Friday, April 30, 2010

Roller-Coaster Ride From Hell

This has been some kind of week; it's like the cosmic floodgates of crazy opened wide and unleashed a deluge, nearly drowning us in bizarre behavior and really bad things. I know that Mercury is in one of its frequent, damnable retrogrades until May 13, and that usually means strangeness and perversity will prevail, but Mercury must be retrograding itself clean out of the Solar System because tons of weird shit have been happening all over.

Oh, speaking of "shit", we heard that word, or variations of it, echoing off the august alabaster walls of Congress as Senate hearings into the vile machinations of Wall Street raged on for five hours. The leaders of various financial firms got their buns raked over the coals by angry Senators, but they must have been wearing asbestos underwear because they didn't seem to be much phased by the whole ordeal. Maybe when you know you're making 50 million dollars this year you don't need to take some crotchety old man with a gavel seriously. I think that Wall Streeters know that their lobbying money has bought them protection from any meaningful reform, especially because the people trying to navigate the country out of the crippling, damaging recession are the very same people who caused it. So they don't have anything to worry about.

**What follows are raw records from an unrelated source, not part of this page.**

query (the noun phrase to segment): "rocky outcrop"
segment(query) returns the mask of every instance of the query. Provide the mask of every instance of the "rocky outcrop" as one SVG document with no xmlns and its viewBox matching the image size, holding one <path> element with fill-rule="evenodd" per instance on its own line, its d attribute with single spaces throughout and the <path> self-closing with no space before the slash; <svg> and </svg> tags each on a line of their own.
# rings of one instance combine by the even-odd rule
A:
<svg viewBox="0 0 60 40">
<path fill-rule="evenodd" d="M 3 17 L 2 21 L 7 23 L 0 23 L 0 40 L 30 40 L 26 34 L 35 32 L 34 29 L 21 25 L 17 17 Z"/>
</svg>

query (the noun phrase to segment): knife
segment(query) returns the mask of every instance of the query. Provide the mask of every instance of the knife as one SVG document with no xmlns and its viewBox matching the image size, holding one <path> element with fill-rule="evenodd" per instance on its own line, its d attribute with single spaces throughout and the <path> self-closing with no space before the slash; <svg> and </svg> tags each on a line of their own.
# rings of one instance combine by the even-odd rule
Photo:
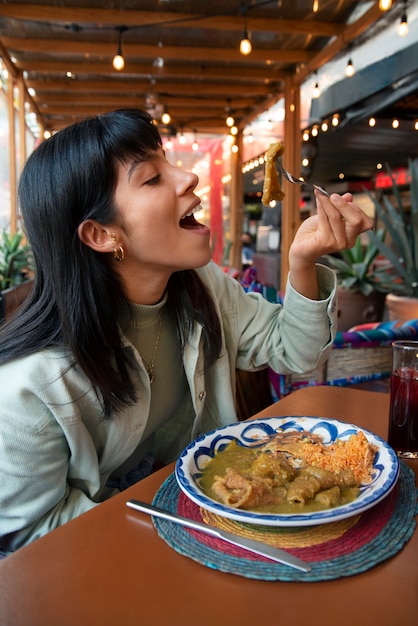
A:
<svg viewBox="0 0 418 626">
<path fill-rule="evenodd" d="M 239 537 L 238 535 L 221 530 L 220 528 L 208 526 L 203 522 L 188 519 L 187 517 L 177 515 L 177 513 L 166 511 L 158 506 L 147 504 L 146 502 L 141 502 L 140 500 L 128 500 L 126 505 L 131 509 L 141 511 L 142 513 L 148 513 L 154 517 L 161 517 L 162 519 L 174 522 L 175 524 L 180 524 L 181 526 L 186 526 L 187 528 L 192 528 L 193 530 L 199 530 L 207 535 L 211 535 L 212 537 L 223 539 L 224 541 L 232 543 L 235 546 L 249 550 L 249 552 L 260 554 L 261 556 L 265 556 L 267 559 L 277 561 L 277 563 L 283 563 L 284 565 L 289 565 L 290 567 L 294 567 L 302 572 L 311 571 L 311 567 L 308 563 L 305 563 L 296 556 L 289 554 L 285 550 L 273 548 L 262 541 L 255 541 L 254 539 L 248 539 L 247 537 Z"/>
</svg>

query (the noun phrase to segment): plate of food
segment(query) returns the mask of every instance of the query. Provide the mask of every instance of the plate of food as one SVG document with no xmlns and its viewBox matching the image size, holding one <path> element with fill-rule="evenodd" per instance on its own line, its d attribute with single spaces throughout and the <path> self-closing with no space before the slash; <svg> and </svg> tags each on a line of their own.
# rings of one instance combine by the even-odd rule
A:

Very disturbing story about an environmental catastrophe unfolding in the Gulf of Mexico as a British Petroleum oil rig spews over 200,000 gallons of crude oil a day into the rich seafood beds and delicate wetlands ecosystem off the Louisiana coast, a truly special and unique part of the world that can't seem to catch a break when it comes to natural disasters. I wonder where that shithead Sarah Palin is now - we don't seem to be hearing a lot from her on one of her favorite subjects, offshore drilling. Who can forget her childish, simplistic chant of "Drill, baby, drill" at last summer's Republican convention, and the sight of all those wrinkled, pinched faces of the dessicated old people madly cheering her on. If I could, I would ask her, "Hey Sarah, how's that drilly-spilly thing working for you?" We'll see how far offshore drilling goes now.

And we're having our own shitstorm here in Arizona, as the whole nation goes ape shit (yes, I'm going to use that word as much as I can, while I can). The local news shows babble on breathlessly about the economic "backlash" this bill will cause us. In sonorous tones they announce the conventions that are being canceled left and right. The first convention canceled was for some immigration lawyers' group, so that wasn't exactly a horrible shock. But hotel owners are already declaring Armageddon and claim to be teetering on the edge of ruin. Various big-city governments, most notably San Francisco, Dallas and New York, have cut business ties with our fair state. But we've seen this before - Arizona caught all kinds of crap when it refused to honor Martin Luther King. Despite all the dire predictions, over 60% of Arizonans approve of the new law and Governor-Without-A-Mandate Jan Brewer's approval rating has gone up around 15 percentage points. What does that say about us, that we somehow invite and look forward to economic ruin? I guess this little psychodrama has to play itself out and by next week everybody will have moved on to the next manufactured crisis, and life here will return to relative normalcy. People have very short memories, especially when it comes to disasters.

I hope we can get some rest this weekend and nothing awful happens for a couple of days, at least. It would be just our luck that some flashpoint in the world will pop off, like North Korea or Iran, and all of a sudden everybody's attention will go over there. Either that or some dimwitted Hollywood starlet will make another public appearance without panties or someone will uncover a nest of 50 new Tiger Woods mistresses or some shameless trollop will parade around in a bikini with Nazi tattoos on her butt. And everyone will be interested in that.

Mercury, give us a break and un-retrograde yourself. We can't stand much more of this cosmic craziness.